Una delle critiche ricorrenti alla riforma del Senato e del Titolo V, sulla quale gli italiani si esprimeranno il 4 dicembre, è che i futuri senatori non saranno eletti dai cittadini. Il capogruppo del Pd in Senato Luigi Zanda, che nella trincea di Palazzo Madama ha difeso e portato avanti la riforma riuscendo nella non facile impresa di tenere unito il suo partito fino alla fine, respinge con forza questa argomentazione: «I futuri senatori saranno eletti dai cittadini grazie al punto d’incontro trovato in Senato in seconda lettura dice -. Nella nuova costituzione è chiaramente scritto che i consiglieri che andranno a ricoprire anche la carica di senatori saranno eletti dai Consigli regionali “in conformità alle scelte espresse dagli elettori per i candidati consiglieri in occasione del rinnovo dei medesimi organi”».

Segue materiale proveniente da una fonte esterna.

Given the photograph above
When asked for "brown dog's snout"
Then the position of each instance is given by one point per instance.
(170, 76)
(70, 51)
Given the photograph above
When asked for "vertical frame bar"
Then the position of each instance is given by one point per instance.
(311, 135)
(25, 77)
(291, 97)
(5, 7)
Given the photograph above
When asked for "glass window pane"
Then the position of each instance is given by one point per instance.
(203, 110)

Presidente, i consiglieri-senatori saranno dunque scelti dagli elettori ma si tratta, almeno formalmente, di un’elezione di secondo grado.

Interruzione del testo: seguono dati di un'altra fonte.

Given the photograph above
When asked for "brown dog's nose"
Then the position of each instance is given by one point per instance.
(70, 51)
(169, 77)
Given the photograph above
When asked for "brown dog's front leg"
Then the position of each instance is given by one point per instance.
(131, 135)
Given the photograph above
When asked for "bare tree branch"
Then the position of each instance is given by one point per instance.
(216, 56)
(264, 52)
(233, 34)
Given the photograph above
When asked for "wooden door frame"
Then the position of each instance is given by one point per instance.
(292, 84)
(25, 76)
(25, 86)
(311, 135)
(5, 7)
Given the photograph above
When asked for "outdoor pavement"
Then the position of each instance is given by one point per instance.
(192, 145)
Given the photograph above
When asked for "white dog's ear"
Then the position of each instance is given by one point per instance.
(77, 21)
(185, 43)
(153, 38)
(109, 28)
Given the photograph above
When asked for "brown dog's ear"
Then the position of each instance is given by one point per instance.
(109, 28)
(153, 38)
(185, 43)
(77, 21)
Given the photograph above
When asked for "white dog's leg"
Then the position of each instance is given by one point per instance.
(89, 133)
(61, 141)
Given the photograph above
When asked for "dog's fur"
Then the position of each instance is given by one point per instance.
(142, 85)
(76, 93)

«Io non parlerei di elezione di secondo grado. La soluzione che abbiamo trovato per andare incontro non solo alla richiesta di molti parlamentari di maggioranza e di opposizione, ma anche ad una richiesta alta che viene dal Paese, configura un’elezione diretta. Per definirla servirà una legge ordinaria. E il Pd ha deciso che il testo base che verrà sottoposto all’attenzione del Parlamento è quello Fornaro-Chiti, che prevede appunto un’elezione diretta. Possiamo immaginare una scheda con due spazi: una parte l’elettore sceglie il consigliere regionale e dall’altra il consigliere regionale che sarà anche senatore. Il punto politico è che sia la riforma sia il testo base che il Pd presenterà come partito di maggioranza relativa prevedono l’elezione diretta dei futuri senatori».

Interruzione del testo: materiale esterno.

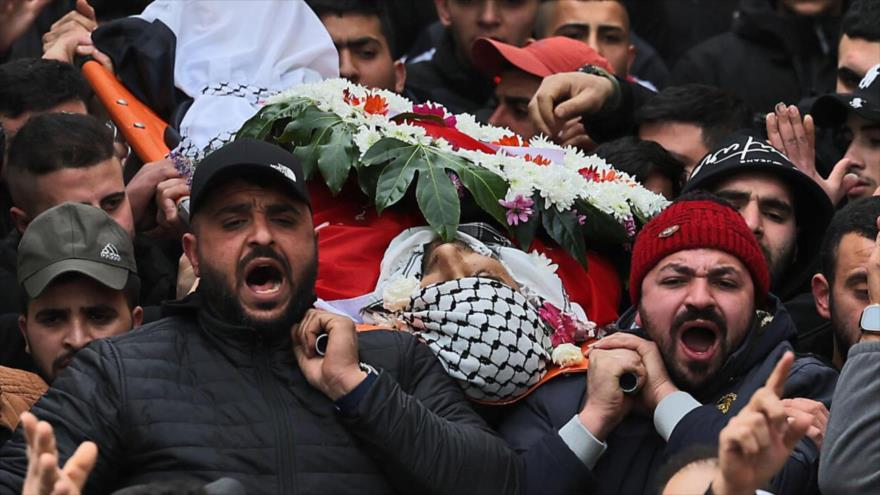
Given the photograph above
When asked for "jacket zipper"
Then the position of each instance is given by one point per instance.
(281, 418)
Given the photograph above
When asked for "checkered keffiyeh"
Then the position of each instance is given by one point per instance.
(488, 336)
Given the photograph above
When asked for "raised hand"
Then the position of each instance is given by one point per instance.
(796, 138)
(757, 442)
(337, 372)
(657, 384)
(44, 477)
(565, 96)
(606, 404)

Perché proprio i consiglieri regionali, oltre a 21 sindaci, andranno a formare la maggior parte del Senato delle Autonomie? Qualcuno dice che si tratta della classe politica meno autorevole del Paese…
«La nostra è una Repubblica organizzata su due autonomie: l’autonomia delle Regioni e l’autonomia dei Comuni. Quella delle Regioni è un’autonomia molto ampia che prevede anche il potere di legiferare. Le Regioni approvano leggi valide all’interno del proprio territorio. Al Senato delle Autonomie, che è anche un luogo di compensazione politica dei diversi livelli di legislazione all’interno della Repubblica, arriviamo con 45 anni di ritardo. Avremmo dovuto fare questa riforma nel197o, quando sono state istituite le Regioni. Quanto alla qualità della classe politica regionale, io dico che la gran parte dei consiglieri sono persone di valore e di specchiata moralità. Non è giusto che per gli errori e le mancanze di qualcuno di loro si giudichi tutta un’intera categoria di amministratori».
E ce la faranno, i consiglieri senatori, a fare il doppio lavoro?
«Il doppio lavoro? Lo considero una ricchezza. In Francia alcuni importanti parlamentari sono o sono stati sindaci delle loro città e questo arricchisce il loro contributo politico nel Parlamento».
Perché l’immunità ai consiglieri-senatori, visto che non è prevista per i semplici consiglieri?
«Il Senato delle Autonomie mantiene in alcuni casi, ad esempio per le modifiche costituzionali, lo stesso potere legislativo della Camera ed elegge in seduta comune il Presidente della Repubblica. L’immunità è stata prevista dai nostri padri costituenti a salvaguardia del principio della separazione dei poteri e rispetto al ’48 è notevolmente ridotta, limitandosi di fatto all’autorizzazione per l’arresto preventivo. Al Parlamento deve essere garantita l’autonomia, così come al potere giudiziaro o deve essere garantita l’indipendenza».